VTuber草村しげみ～遠くに行ってしまった気がした推しが全然遠くに行ってくれない話～ (Buichūbā Kusamura Shigemi: Tōku ni Itte Shimatta Ki ga Shita Oshi ga Zenzen Tōku ni Itte Kurenai Hanashi)
- Genre: Romantic comedy
- Written by: Sakamegane
- Published by: Square Enix
- English publisher: NA: Square Enix;
- Imprint: Gangan Comics Pixiv
- Magazine: Gangan Pixiv; (April 5, 2025 – present);
- Original run: November 26, 2023 – present
- Volumes: 2

= VTuber Shigemi Kusamura: I'm My Oshi's Favorite =

Japanese manga series

VTuber Shigemi Kusamura: I'm My Oshi's Favorite (VTuber草村しげみ～遠くに行ってしまった気がした推しが全然遠くに行ってくれない話～, Buichūbā Kusamura Shigemi: Tōku ni Itte Shimatta Ki ga Shita Oshi ga Zenzen Tōku ni Itte Kurenai Hanashi) is a Japanese manga series written and illustrated by Sakamegane. It began serialization on the author's Twitter account in November 2023. It was later acquired by Square Enix who began serializing it on the Pixiv Comic website under their Gangan Pixiv brand in April 2025.

==Synopsis==
The series is centered around VTuber Shigemi Kusamura, and her first fan Nanashino. Shigemi Kusamura has a following of 1.3 million subscribers, and while Nanashino is proud of her reaching that milestone, he does feel that due to the growth of the channel he isn't worth Shigemi's time. However, Shigemi, who has strong romantic feelings for him, still holds Nanashino in high regard as she replies to all of his comments on her streams.

==Publication==
Written and illustrated by Sakamegane, VTuber Shigemi Kusamura: I'm My Oshi's Favorite began serialization on the author's Twitter account on November 26, 2023. It was later acquired by Square Enix who began serializing it on the Pixiv Comic website under their Gangan Pixiv brand on April 5, 2025. Its chapters have been compiled into two tankōbon volumes as of December 2025.

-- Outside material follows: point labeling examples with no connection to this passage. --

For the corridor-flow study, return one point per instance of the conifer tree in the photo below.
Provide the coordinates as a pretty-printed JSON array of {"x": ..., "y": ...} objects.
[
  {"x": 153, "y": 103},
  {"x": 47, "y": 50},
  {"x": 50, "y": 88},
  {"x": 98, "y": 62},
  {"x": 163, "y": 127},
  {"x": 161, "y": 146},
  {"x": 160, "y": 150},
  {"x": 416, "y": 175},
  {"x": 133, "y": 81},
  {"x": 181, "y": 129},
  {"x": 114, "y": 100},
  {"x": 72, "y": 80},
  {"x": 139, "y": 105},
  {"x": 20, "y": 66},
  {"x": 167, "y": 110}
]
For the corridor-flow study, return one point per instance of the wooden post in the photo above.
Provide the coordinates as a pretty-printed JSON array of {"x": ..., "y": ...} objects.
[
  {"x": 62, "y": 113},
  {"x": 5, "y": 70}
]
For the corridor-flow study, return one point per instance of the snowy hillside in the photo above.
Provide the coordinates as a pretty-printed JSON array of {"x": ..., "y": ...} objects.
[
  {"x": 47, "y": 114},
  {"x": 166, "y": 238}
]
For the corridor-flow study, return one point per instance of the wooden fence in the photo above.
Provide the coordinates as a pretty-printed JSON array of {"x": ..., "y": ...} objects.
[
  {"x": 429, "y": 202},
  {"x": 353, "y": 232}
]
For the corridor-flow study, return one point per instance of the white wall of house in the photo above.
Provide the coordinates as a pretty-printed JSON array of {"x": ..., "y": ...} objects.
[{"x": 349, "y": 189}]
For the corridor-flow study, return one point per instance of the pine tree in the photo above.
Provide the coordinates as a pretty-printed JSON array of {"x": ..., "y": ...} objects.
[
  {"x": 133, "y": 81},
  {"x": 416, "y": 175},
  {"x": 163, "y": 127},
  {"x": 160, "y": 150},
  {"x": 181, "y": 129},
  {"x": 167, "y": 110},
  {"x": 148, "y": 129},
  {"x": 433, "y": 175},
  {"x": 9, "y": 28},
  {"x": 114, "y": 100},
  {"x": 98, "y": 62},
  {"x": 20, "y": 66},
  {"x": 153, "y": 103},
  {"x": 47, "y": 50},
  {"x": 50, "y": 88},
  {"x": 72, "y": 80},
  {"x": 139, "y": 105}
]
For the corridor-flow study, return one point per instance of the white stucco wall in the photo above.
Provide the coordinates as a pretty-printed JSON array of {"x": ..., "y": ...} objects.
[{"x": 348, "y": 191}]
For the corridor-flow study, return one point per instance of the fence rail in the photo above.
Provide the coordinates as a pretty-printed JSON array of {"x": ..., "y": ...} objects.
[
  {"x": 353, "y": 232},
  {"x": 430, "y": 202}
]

The series' chapters are published in English on Square Enix's Manga Up! Global app.

| No. | Release date | ISBN |
|---|---|---|
| 1 | April 22, 2025 | 978-4-7575-9812-6 |
| 2 | December 22, 2025 | 978-4-301-00233-8 |

==Reception==
The series was nominated for the 10th Next Manga Awards in 2024 in the web category and was ranked third.